Secret leaks often occur when a sensitive piece of authentication data is stored with the source code of an application. Considering the source code is intended to be deployed across multiple assets, including source code repositories or application hosting servers, the secrets might get exposed to an unintended audience.
In most cases, trust boundaries are violated when a secret is exposed in a source code repository or an uncontrolled deployment environment. Unintended people who don’t need to know the secret might get access to it. They might then be able to use it to gain unwanted access to associated services or resources.
The trust issue can be more or less severe depending on the people’s role and entitlement.
In Dockerfiles, hard-coded secrets and secrets passed through as variables or created at build-time will cause security risks. The secret information can be exposed either via the container environment, the image metadata, or the build environment logs.
The consequences vary greatly depending on the situation and the secret-exposed audience. Still, two main scenarios should be considered.
Financial losses can occur when a secret is used to access a paid third-party-provided service and is disclosed as part of the source code of client applications. Having the secret, each user of the application will be able to use it without limit to use the third party service to their own need, including in a way that was not expected.
This additional use of the secret will lead to added costs with the service provider.
Moreover, when rate or volume limiting is set up on the provider side, this additional use can prevent the regular operation of the affected application. This might result in a partial denial of service for all the application’s users.
A downgrade can happen when the disclosed secret is used to protect security-sensitive assets or features of the application. Depending on the affected asset or feature, the practical impact can range from a sensitive information leak to a complete takeover of the application, its hosting server or another linked component.
For example, an application that would disclose a secret used to sign user authentication tokens would be at risk of user identity impersonation. An attacker accessing the leaked secret could sign session tokens for arbitrary users and take over their privileges and entitlements.

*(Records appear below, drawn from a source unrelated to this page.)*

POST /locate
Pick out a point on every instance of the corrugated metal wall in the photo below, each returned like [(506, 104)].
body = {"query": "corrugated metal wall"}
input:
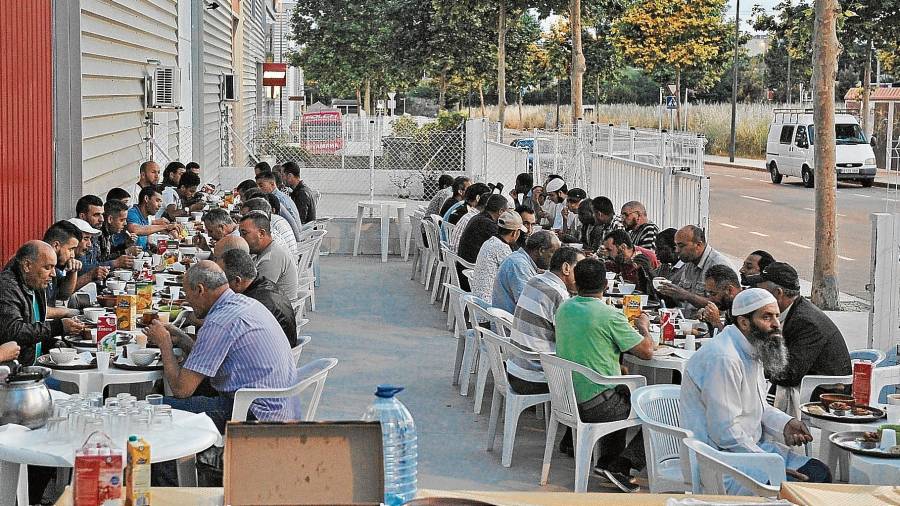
[(26, 123), (117, 39), (216, 58)]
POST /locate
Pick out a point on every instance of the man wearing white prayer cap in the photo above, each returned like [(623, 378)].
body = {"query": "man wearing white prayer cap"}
[(723, 396)]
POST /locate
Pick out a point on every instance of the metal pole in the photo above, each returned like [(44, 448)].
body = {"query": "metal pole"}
[(734, 70)]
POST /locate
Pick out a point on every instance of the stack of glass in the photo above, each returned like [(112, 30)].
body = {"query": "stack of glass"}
[(76, 418)]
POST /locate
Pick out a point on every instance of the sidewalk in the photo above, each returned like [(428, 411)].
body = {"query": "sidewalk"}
[(884, 178)]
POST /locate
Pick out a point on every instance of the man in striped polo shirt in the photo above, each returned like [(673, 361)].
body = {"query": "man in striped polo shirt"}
[(240, 345)]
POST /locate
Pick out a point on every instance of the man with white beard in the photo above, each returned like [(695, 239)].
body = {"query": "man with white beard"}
[(723, 397)]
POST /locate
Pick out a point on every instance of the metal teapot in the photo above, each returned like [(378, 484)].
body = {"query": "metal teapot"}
[(24, 398)]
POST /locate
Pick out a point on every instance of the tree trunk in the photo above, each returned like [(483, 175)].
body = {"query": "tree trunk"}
[(825, 55), (481, 99), (578, 63), (867, 83), (501, 67), (368, 97)]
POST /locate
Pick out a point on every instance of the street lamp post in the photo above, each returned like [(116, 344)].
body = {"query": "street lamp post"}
[(734, 71)]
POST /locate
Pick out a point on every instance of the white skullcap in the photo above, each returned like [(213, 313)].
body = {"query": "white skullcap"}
[(555, 184), (750, 300)]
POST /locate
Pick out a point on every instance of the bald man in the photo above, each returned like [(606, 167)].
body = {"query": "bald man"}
[(23, 304)]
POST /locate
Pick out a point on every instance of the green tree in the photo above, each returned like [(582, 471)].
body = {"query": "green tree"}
[(677, 35)]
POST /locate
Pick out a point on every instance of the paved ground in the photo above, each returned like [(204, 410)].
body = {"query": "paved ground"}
[(381, 327), (748, 212)]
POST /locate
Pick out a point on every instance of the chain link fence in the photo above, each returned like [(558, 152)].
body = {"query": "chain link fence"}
[(400, 157)]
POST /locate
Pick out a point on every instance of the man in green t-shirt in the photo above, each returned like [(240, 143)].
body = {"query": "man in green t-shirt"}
[(594, 334)]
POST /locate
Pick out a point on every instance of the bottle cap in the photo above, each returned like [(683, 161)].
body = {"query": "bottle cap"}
[(387, 391)]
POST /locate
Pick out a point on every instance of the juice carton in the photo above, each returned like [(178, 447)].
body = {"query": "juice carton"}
[(137, 473), (144, 292), (97, 476), (631, 306), (862, 381), (106, 324), (126, 311)]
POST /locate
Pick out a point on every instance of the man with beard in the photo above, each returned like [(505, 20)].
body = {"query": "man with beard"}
[(723, 391), (722, 286), (815, 345), (754, 264), (520, 266)]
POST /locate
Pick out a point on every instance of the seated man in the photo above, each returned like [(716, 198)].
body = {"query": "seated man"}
[(754, 264), (722, 286), (520, 266), (493, 252), (272, 260), (723, 390), (633, 264), (240, 345), (591, 333), (243, 279), (23, 304), (688, 286), (814, 343)]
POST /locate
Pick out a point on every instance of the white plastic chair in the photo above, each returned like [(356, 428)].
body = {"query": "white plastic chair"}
[(296, 350), (312, 374), (460, 332), (564, 410), (498, 350), (668, 464), (710, 466), (870, 354)]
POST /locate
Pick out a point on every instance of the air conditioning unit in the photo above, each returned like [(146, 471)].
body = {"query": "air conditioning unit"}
[(163, 88), (227, 88)]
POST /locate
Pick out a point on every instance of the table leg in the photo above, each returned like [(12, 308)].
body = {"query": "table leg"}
[(385, 230), (359, 212), (187, 471), (404, 239)]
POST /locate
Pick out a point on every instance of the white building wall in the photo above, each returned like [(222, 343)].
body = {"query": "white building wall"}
[(117, 39)]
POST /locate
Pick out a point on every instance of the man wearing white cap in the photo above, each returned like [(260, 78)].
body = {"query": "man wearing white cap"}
[(493, 252), (723, 397), (88, 274)]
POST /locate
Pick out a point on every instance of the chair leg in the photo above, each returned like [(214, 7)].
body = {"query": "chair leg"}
[(584, 450), (492, 422), (513, 410), (483, 371), (548, 449)]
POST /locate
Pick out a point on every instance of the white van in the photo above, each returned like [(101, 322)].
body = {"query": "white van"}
[(789, 149)]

Best practices recommend using a secret vault for all secrets that must be accessed at container runtime. This will ensure the secret’s security and prevent any further unexpected disclosure. Depending on the development platform and the leaked secret type, multiple solutions are currently available.
For all secrets that must be accessed at image build time, it is recommended to rely on Docker Buildkit’s secret mount options. This will prevent secrets from being disclosed in image’s metadata and build logs.
Additionally, investigations and remediation actions should be conducted to ensure the current and future security of the infrastructure.
Revoke the secret
Revoke any leaked secrets and remove them from the application source code.
Before revoking the secret, ensure that no other applications or processes are using it. Other usages of the secret will also be impacted when the secret is revoked.
Analyze recent secret use
When available, analyze authentication logs to identify any unintended or malicious use of the secret since its disclosure date. Doing this will allow determining if an attacker took advantage of the leaked secret and to what extent.
This operation should be part of a global incident response process.
The following code sample generates a new SSH private key that will be stored in the generated image. This key should be considered as compromised. Moreover, the SSH key encryption passphrase is also hardcoded.
FROM example # Noncompliant RUN ssh-keygen -N "passphrase" -t rsa -b 2048 -f /etc/ssh/rsa_key RUN /example.sh --ssh /etc/ssh/rsa_key
The following code sample uses a seemingly hidden password which is actually leaked in the image metadata after the build.
FROM example ARG PASSWORD # Noncompliant RUN wget --user=guest --password="$PASSWORD" https://example.com
FROM example
RUN --mount=type=secret,id=ssh,target=/etc/ssh/rsa_key \
/example.sh --ssh /etc/ssh/rsa_key
FROM example
RUN --mount=type=secret,id=wget,target=/home/user/.wgetrc \
wget --user=guest https://example.com
For runtime secrets, best practices recommend relying on a vault service to pass secret information to the containers. Docker environment provides Swarm services that implement such a feature.
If such an option can not be considered, store the runtime secrets in an environment file
such as .env and then start the container with the --env-file argument:
docker run --env-file .env myImage
It is then important to ensure that the environment files are securely stored and generated.